Judge Boasberg said that the embassy's objection grew from "its oft-repeated tactic of attacking the substance of the court's judgment, arguing that plaintiff misled the court about certain dates, and that the court must necessarily disavow its initial factual findings, enter new findings comporting with the embassy's version of events, and vacate the verdict."

The embassy even asserted that the progression would ultimately make it the prevailing party and thus eligible for fees.

"Like Tantalus stooping to drink from an ever-receding pool, defendant remains perennially optimistic that this argument will eventually succeed, despite the court's reiterated recognition of its futility," Boasberg wrote. "The court has already addressed and rejected the assertion that Ashraf-Hassan misled it and has accordingly denied defendant's post-trial motions, as well as its motion for sanctions. The court declines to wade back into those waters once more."

As for the embassy's claim that it was justified in not settling with Ashraf-Hassan,

Boasberg called the embassy's logic "hard to follow."

Apparently the embassy said a settlement became impossible when Ashraf-Hassan had the audacity to publicize "grave ... allegations" with her lawsuit.

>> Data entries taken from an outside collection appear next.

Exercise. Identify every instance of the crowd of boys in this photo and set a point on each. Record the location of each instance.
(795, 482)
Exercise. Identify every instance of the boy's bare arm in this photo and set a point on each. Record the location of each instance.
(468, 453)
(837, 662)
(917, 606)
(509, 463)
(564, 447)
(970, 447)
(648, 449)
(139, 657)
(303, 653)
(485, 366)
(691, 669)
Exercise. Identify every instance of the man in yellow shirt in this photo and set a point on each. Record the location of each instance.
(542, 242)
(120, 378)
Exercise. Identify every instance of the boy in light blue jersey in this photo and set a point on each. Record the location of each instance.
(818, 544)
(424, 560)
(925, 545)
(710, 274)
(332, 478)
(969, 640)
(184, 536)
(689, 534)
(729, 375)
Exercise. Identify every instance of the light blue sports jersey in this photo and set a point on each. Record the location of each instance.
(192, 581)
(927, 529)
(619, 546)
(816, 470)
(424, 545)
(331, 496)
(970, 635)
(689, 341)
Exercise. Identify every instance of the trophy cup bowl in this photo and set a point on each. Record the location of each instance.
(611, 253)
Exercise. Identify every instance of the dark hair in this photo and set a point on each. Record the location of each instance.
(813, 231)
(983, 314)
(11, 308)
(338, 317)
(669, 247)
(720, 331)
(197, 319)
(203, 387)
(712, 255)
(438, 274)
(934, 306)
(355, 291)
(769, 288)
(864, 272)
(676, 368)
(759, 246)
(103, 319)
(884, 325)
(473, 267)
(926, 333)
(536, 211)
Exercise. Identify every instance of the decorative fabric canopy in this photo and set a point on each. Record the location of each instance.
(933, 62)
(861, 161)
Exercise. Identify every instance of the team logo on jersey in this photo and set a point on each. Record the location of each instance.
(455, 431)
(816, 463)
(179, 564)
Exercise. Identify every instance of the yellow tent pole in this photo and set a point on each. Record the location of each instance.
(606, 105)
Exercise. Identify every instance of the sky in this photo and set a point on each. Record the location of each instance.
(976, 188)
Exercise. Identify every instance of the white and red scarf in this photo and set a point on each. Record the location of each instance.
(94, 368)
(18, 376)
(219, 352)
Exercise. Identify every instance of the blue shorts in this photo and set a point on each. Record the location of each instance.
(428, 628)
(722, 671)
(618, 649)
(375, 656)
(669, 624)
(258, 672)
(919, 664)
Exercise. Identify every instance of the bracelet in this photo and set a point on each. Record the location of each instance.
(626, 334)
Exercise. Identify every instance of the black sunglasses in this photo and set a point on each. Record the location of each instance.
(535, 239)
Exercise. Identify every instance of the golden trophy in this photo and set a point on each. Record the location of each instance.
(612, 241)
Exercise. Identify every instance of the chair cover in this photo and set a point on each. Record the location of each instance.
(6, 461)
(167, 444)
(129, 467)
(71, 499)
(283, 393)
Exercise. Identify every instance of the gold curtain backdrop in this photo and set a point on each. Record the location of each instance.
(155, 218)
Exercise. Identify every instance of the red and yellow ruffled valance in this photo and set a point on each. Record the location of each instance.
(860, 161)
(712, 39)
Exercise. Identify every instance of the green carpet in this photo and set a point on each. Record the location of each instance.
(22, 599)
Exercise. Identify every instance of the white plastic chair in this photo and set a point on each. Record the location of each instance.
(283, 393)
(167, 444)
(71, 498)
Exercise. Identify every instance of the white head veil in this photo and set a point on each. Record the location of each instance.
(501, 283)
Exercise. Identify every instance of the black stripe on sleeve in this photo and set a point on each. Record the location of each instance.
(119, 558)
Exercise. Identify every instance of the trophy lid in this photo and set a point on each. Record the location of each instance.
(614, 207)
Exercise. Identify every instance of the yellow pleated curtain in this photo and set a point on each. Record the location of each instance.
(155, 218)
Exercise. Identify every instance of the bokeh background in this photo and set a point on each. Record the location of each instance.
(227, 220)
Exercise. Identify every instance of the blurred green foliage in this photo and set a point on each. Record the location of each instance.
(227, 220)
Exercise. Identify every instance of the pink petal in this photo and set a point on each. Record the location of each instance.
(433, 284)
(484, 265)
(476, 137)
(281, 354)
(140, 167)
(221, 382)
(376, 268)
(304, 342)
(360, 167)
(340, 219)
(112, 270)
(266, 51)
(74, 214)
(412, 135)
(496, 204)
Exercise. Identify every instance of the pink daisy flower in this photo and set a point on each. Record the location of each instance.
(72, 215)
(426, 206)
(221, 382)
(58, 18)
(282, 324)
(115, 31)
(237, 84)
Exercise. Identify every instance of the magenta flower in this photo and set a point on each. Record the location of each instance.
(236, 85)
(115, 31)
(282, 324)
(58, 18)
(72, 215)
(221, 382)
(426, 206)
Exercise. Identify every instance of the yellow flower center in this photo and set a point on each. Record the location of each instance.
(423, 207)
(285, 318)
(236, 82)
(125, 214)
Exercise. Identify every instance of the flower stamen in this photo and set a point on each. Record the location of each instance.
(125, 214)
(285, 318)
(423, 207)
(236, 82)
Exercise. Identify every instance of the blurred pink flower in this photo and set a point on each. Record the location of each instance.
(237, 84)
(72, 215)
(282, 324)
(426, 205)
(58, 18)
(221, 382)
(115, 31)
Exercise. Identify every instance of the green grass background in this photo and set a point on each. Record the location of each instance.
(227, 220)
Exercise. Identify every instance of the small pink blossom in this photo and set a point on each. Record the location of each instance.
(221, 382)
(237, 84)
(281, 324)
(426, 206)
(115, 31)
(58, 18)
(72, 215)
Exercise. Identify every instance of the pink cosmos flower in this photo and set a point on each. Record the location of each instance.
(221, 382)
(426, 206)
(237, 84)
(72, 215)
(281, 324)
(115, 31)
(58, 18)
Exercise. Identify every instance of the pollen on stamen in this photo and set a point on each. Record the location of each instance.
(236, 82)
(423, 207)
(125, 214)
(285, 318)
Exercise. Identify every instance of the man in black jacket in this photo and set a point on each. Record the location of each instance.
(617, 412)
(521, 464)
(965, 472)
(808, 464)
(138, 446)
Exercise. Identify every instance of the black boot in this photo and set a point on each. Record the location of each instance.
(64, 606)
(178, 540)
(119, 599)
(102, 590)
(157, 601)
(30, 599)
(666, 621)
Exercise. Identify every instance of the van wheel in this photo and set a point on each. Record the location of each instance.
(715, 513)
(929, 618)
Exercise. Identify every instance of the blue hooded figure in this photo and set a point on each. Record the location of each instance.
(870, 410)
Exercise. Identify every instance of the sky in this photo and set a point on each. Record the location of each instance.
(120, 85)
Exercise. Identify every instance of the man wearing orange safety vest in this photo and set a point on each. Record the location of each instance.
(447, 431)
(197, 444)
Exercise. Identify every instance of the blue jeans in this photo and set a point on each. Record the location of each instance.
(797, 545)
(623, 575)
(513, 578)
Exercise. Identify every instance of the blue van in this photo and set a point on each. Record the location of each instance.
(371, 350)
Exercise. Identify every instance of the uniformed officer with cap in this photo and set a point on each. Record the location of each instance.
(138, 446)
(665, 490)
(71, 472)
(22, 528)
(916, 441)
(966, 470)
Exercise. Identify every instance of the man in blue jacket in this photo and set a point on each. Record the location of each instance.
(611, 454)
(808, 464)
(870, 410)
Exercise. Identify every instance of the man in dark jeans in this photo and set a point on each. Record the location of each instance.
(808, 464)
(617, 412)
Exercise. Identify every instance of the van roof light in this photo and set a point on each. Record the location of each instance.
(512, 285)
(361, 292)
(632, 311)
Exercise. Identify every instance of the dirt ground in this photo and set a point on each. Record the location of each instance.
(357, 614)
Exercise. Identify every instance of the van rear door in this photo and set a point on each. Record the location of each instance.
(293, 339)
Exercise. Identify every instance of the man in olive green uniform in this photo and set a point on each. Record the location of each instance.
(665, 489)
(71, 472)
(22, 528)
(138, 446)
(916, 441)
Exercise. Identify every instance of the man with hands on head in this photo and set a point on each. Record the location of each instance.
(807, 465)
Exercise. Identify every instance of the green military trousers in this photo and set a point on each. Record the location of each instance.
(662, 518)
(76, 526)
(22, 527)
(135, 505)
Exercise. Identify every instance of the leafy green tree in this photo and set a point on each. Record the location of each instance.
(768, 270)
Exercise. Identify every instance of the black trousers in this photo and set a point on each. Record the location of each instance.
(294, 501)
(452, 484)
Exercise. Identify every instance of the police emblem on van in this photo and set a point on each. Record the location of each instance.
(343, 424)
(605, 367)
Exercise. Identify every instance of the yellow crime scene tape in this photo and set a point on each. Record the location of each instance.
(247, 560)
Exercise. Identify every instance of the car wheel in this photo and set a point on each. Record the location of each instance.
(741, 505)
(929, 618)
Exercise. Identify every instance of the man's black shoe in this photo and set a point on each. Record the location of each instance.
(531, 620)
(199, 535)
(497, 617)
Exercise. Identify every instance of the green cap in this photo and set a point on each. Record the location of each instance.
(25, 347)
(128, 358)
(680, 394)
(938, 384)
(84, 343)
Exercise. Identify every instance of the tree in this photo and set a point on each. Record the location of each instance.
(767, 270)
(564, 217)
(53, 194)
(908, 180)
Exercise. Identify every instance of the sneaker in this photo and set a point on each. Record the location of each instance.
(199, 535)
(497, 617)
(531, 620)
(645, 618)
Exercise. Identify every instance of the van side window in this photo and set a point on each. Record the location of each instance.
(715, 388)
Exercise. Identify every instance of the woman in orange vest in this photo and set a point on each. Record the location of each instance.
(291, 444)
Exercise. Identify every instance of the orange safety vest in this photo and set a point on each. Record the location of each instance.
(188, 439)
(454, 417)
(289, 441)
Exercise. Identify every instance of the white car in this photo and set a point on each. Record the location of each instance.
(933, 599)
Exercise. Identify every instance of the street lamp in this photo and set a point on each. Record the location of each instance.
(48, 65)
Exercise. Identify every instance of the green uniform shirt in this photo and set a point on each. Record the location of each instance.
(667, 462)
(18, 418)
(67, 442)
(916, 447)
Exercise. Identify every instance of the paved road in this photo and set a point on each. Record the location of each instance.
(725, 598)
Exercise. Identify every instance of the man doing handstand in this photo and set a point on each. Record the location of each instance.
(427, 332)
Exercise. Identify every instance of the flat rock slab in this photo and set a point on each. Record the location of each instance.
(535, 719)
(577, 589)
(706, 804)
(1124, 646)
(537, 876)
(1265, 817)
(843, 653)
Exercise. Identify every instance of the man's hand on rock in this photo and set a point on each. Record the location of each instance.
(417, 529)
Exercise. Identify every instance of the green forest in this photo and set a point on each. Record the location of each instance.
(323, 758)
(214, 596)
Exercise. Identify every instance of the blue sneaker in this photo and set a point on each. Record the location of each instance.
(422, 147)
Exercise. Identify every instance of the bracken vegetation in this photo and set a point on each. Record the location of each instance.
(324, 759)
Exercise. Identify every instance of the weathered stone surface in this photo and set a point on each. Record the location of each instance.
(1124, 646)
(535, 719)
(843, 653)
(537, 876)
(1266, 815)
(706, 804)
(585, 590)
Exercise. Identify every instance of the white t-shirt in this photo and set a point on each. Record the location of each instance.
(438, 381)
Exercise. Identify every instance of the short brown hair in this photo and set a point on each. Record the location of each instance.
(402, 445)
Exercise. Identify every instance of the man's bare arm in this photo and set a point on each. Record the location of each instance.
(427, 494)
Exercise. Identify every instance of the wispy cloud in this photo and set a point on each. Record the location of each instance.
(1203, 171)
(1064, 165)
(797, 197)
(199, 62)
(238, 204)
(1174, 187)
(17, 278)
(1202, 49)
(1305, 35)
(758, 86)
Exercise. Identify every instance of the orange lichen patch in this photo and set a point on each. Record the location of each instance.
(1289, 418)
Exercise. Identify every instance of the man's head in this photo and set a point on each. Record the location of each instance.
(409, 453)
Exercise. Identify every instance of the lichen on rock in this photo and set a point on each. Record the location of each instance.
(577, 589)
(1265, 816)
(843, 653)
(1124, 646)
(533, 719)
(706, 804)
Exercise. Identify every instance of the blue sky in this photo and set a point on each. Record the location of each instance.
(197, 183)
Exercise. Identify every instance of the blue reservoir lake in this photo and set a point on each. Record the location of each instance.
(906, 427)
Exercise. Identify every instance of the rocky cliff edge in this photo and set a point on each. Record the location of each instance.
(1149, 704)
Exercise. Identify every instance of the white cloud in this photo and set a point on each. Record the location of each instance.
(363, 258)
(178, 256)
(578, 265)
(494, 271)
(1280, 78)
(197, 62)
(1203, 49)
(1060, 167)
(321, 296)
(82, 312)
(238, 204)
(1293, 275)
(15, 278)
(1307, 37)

"The embassy seems to suggest that some of her allegations were tolerable, (noting that it 'conceded from the start" that her supervisor's calling her a 'Pashtun' 'might have created the perception of discrimination'), but that others, such as the contraception lecture, or that she was referred to as a dog, were simply beyond the pale," the opinion states. "As a result, 'settlement became very remote' because the Embassy had to make 'clear to everyone that these grave allegations never occurred.'

"Regardless of what motivated the Embassy to eschew settlement, it has no bearing here," Boasberg added. "Ashraf-Hassan alleged violations of Title VII, and she succeeded on her hostile-work-environment claim. Indeed, this court found that some of the allegations the embassy views as 'grave' did, in fact, occur."

Even in Ashraf-Hassan exaggerated in her pleadings, that "does not undermine her ultimate success or her entitlement to fees," Boasberg wrote.

Plus, the fees are "consistent with the attorneys' historical billing practices and take into consideration counsel's varying skill, experience, and reputation," the ruling states.